I OFTEN DRESS IN A WAY that identifies me, in the West at least, as a devotee of Lord Krsna. But when I'm asked, "Are you a Hindu?" I'm never ready to reply with an unequivocal "Yes!"

Why is that? As a member of the Hare Krsna movement, I, like Hindus, accept the Vedic literature as the best source of knowledge, especially spiritual knowledge. And I'm a disciple of Srila Prabhupada, who gave his life to spread the teachings ofBhagavad-gita, "the Hindu scripture." So why am I uneasy with the label "Hindu"?

You'll find one important reason if you look up "Hinduism" in any number of reference books: the goal of Hinduism is usually stated to be "to merge with the One."

Well, that's not my goal.
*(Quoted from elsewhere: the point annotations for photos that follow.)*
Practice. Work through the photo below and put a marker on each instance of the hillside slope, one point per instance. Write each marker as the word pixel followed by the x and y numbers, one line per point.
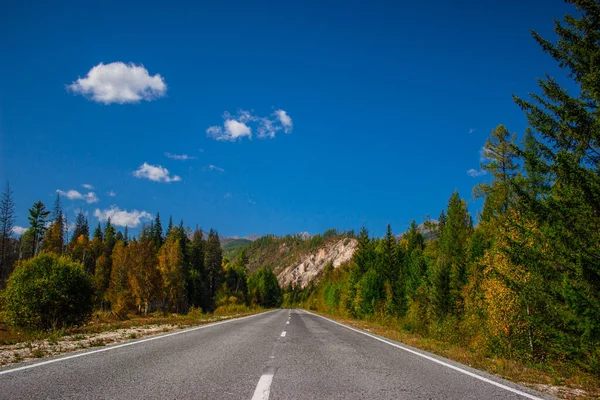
pixel 297 260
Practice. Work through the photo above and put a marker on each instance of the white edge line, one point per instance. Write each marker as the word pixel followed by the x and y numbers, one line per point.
pixel 263 387
pixel 471 374
pixel 87 353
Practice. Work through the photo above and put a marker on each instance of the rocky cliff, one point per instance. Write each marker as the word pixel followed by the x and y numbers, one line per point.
pixel 299 259
pixel 312 265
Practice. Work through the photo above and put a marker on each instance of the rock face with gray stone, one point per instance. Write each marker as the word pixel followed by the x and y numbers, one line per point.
pixel 312 265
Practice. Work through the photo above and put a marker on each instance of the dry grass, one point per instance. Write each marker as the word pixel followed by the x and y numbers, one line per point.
pixel 562 381
pixel 18 346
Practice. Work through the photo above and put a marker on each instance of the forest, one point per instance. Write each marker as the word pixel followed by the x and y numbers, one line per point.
pixel 523 281
pixel 60 274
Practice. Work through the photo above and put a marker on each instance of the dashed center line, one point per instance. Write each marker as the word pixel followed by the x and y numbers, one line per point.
pixel 264 385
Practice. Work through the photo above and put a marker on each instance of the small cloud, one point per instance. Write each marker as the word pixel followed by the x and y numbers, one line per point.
pixel 75 195
pixel 473 173
pixel 91 198
pixel 19 230
pixel 240 125
pixel 182 157
pixel 155 173
pixel 484 154
pixel 215 168
pixel 285 120
pixel 120 217
pixel 232 131
pixel 120 83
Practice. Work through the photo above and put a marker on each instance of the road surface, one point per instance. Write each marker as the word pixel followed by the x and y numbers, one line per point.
pixel 282 354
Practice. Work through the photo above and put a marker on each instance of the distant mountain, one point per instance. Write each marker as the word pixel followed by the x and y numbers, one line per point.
pixel 428 233
pixel 226 239
pixel 252 237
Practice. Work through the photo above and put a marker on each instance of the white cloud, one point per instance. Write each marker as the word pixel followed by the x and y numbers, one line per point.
pixel 91 198
pixel 118 82
pixel 240 125
pixel 473 173
pixel 182 157
pixel 215 168
pixel 75 195
pixel 120 217
pixel 19 230
pixel 484 154
pixel 70 194
pixel 155 173
pixel 285 120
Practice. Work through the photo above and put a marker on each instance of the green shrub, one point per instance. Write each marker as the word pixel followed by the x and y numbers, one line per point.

I bristle when I hear it, as does any aspiring Vaisnava. Prabodhananda Sarasvati, a great devotee in our line, said that for him, merging with God would be worse than life in hell. Why? Because in hell he would be able to serve Krsna by remembering Him, chanting His names, and so on. Service to Krsna is the devotee's life; the thought of losing that service is unbearable.
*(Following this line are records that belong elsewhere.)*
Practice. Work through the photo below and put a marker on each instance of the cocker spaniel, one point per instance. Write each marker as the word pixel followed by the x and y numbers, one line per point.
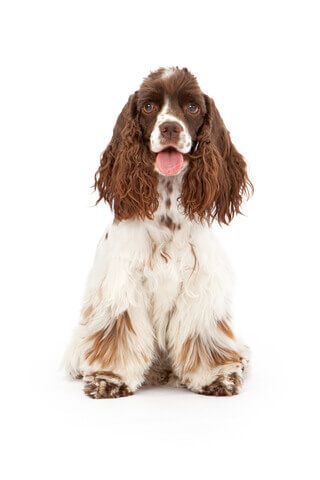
pixel 157 302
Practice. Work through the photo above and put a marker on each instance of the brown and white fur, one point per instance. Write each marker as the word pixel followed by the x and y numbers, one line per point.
pixel 157 302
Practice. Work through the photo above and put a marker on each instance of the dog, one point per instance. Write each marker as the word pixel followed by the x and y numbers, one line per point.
pixel 157 303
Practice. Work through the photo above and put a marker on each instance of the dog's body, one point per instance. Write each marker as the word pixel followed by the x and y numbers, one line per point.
pixel 157 304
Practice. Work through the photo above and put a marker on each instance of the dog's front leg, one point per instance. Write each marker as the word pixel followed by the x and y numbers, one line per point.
pixel 113 346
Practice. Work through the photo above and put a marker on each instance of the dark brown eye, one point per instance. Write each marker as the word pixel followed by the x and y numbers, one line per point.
pixel 149 107
pixel 193 108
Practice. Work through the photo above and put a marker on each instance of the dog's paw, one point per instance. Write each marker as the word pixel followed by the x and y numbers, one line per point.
pixel 224 386
pixel 105 385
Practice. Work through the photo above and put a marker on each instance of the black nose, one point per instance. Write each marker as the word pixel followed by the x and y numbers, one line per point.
pixel 170 130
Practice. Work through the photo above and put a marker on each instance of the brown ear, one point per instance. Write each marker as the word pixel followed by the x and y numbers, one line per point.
pixel 126 178
pixel 217 180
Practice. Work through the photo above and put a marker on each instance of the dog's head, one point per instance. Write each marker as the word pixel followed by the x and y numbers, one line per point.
pixel 169 127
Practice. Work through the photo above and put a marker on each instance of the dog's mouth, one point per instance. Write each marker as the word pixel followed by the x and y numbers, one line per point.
pixel 169 161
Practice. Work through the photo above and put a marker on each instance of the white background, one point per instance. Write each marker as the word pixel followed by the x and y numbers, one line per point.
pixel 67 68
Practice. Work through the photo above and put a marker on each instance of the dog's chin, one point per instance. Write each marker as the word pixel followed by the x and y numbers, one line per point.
pixel 170 161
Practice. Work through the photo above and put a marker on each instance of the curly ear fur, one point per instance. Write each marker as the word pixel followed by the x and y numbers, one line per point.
pixel 126 178
pixel 217 180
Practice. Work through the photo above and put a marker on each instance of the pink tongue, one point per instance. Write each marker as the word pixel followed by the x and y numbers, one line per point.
pixel 169 162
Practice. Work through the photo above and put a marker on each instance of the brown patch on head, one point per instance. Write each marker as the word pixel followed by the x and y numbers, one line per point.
pixel 109 346
pixel 216 179
pixel 196 352
pixel 225 328
pixel 180 88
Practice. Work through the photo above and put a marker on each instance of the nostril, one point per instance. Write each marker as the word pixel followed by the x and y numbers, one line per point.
pixel 169 129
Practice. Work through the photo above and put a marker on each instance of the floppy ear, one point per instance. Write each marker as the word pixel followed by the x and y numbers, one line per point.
pixel 217 179
pixel 126 178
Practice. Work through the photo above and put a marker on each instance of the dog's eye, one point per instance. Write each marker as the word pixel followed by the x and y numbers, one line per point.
pixel 149 107
pixel 193 108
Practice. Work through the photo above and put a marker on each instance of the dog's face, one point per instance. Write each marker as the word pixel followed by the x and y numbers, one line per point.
pixel 171 110
pixel 170 127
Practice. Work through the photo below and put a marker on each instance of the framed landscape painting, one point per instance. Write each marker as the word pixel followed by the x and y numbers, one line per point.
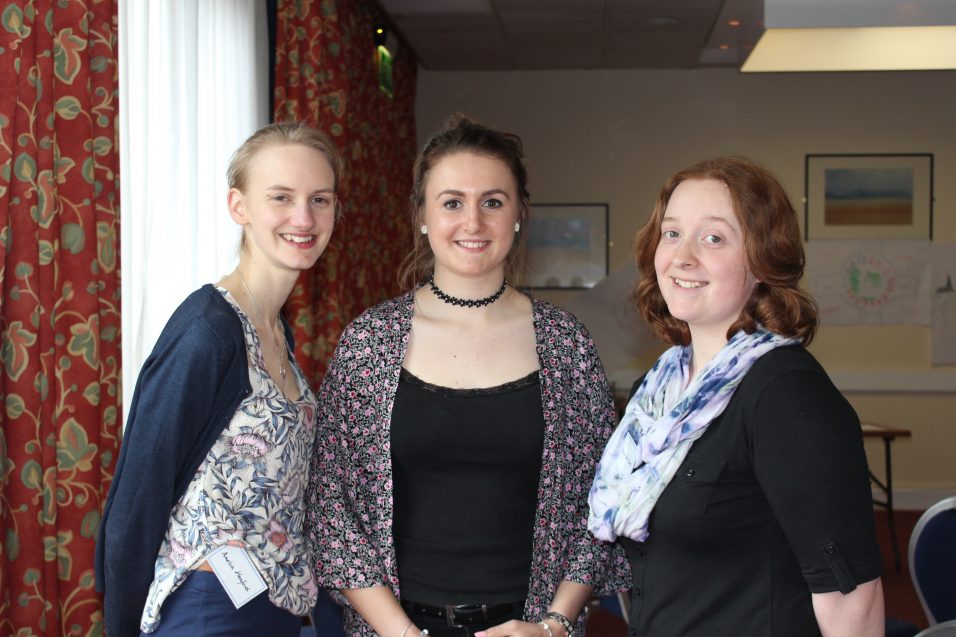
pixel 567 245
pixel 869 196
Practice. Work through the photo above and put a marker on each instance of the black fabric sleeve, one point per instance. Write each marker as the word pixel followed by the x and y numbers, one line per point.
pixel 809 460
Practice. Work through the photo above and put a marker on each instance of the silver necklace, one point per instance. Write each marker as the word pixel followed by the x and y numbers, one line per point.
pixel 279 352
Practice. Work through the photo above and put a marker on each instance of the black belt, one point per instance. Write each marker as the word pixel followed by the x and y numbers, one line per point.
pixel 463 614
Consider Krsna's greatest devotees, the cowherd girls of Vrndavana. They're so captivated by seeing Krsna that they want to curse Brahma, the creator, for making eyes that blink. They can't bear to lose the sight of Krsna for even a moment. Merge with Krsna? Never.

Some followers of the Vedas argue that all this devotion to Krsna, however intense, is temporary, a means to the real goal, which is to merge. A common claim is that bhakti is one of many paths. Accept bhakti if you like, but merging is the final goal.

But in the Bhagavad-gita (15.7) Krsna says that we jivas, minute souls, are eternally His parts (amsa). Earlier, in verse 2.12, He says that He, Arjuna, and all the soldiers on the battlefield exist as individuals in the past, present, and future.

Once, when Srila Prabhupada was speaking with a man in South India who was following the path of bhakti to attain "oneness," Prabhupada kept emphatically repeating a line from Bhagavad-gita (9.14): nitya-yukta upasate "engaged in My worshipperpetually." True devotees of the Lord never give up worshiping Him.

Various arguments are put forward to support the idea that bhakti should end in merging. The most despicable for devotees is the claim that one must merge into the unknowable beyond Krsna because Krsna is a product of the material energy. Of course, if Krsna is part of the material world, then there is no question of having an eternal relationship with Him. Ultimately, Krsna is not real, and any relationship with Him is only an illusion.

Krsna soundly refutes this idea in many places in the Gita, perhaps most notably in verse 7.6: "There is no truth superior to Me." Again, in 10.8, He says, "I am the source of all material and spiritual worlds."

True to the mood of his spiritual predecessors, Srila Prabhupada presented the direct meaning of Krsna's words, without interpretation. Despite what your encyclopedia might say, Prabhupada with "the Hindu scripture" in hand awakened in people's hearts not the urge to merge, but eternal devotion to Lord Krsna.